The Gut Microbiome and Babies

The Gut Microbiome and Babies

Published on Tuesday, July 12, 2022 by Emily Hamm

Did you know that the gut microbiome begins to form just after birth? 

Several factors influence how the gut microbiome is colonized: 

  • Birth gestational age (preterm vs term birth)
  • Mode of delivery (vaginal vs cesarean birth) 
  • Method of feeding (breastfeeding vs formula feeding)

Preterm babies (babies born < 37 weeks) have a less diverse microbiota composition compared to full-term infants (babies born at 37 weeks and greater). Research has demonstrated that the below factors may result in a microbiota that is less diverse containing more pathogenic bacterium such as the Enterobacteriaceae family (Microorganisms, 2019):

  • organ immaturity
  • possible need for enteral nutrition (tube feeding)
  • NICU stay
  • antibiotic use 

However, several studies have identified that preterm infants fed breast milk had increased colonization of beneficial gut bacteria and in turn had a decreased incidence of developing sepsis (the body’s life-threatening response to infection) and necrotizing enterocolitis (a serious intestinal disease that causes intestinal tissue death in premature infants). 

This leads to the second factor in helping to develop the gut microbiome- breast milk. In fact, breast milk-fed babies have a higher prevalence of Bifidobacterium cells compared to formula-fed infants and they tend to also have a lower count of Clostridioides difficile (formerly known as Clostridium difficile) and Escherichia coli bacterium (Nurs Res., 2016). 
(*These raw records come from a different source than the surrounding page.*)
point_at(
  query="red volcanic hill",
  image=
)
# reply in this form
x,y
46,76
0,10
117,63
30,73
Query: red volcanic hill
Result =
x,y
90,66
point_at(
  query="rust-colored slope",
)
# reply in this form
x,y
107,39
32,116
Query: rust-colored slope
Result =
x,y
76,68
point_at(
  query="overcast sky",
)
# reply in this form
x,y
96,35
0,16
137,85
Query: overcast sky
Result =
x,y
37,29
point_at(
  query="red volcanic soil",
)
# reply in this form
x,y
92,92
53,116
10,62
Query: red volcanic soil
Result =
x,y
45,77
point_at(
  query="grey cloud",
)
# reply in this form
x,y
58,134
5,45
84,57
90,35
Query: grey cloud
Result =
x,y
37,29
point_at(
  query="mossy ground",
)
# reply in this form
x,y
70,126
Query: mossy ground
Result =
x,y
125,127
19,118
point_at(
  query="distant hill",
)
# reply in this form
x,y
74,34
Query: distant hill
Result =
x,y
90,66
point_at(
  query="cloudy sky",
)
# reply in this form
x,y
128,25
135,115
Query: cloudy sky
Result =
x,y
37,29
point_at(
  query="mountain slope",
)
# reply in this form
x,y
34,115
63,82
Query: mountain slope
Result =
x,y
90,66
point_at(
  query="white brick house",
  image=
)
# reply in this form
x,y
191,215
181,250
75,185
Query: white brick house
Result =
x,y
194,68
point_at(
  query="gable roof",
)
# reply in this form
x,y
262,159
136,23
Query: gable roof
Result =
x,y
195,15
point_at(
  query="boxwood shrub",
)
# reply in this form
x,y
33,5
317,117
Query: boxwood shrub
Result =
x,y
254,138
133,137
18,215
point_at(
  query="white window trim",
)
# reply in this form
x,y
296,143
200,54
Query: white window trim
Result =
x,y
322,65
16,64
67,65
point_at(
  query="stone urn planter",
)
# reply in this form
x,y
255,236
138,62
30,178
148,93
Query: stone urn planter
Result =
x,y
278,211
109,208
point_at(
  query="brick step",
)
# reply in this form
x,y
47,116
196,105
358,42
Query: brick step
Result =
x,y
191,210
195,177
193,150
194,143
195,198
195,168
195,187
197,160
We all hear the saying “breast is best” and I get that it is not always an option for mothers and babies. However, with improved science, formula companies are now able to produce infant formula that contains HMOs or Human milk oligosaccharides (Nutrients, 2020). These HMOs are prebiotics that mimics the mother’s milk and helps to produce a diverse gut microbiota in infants. 

  • So no worries if you have difficulty breastfeeding, you can find formulas that contain these special compounds. You can also check out donor breast milk banks to see about getting your baby breast milk. 

Did you know at birth the infant's GI tract is completely sterile? 

As a baby passes through the birth canal they collect bacteria from their mother. They also get additional bacteria from skin-to-skin contact. This is why a newborn’s gut microbiome closely reflects that of his/her mothers. Babies born via cesarean typically obtain bacteria from the hospital environment and mothers' skin which is less diverse and possibly more pathogenic. There have been several studies that associate cesarean birth with a higher risk of developing inflammatory bowel disease and other chronic immune disorders.  

It is important to understand how the gut microbiome develops so there can be targeted approaches to help babies at a disadvantage achieve a diverse and healthy gut microbiome. 

As mentioned above, giving either breast milk or HMO-fortified formula and skin-to-skin contact after birth are 2 ways to help increase a diverse microbiota which can improve overall health, therefore, preventing gut dysbiosis later in life (Front Immunol., 2021). 

  • This makes me wonder…. Should practitioners inquire about methods of feeding at delivery as well as antenatal care? These answers could correlate with the diagnosis of IBS and we aren’t regularly asking.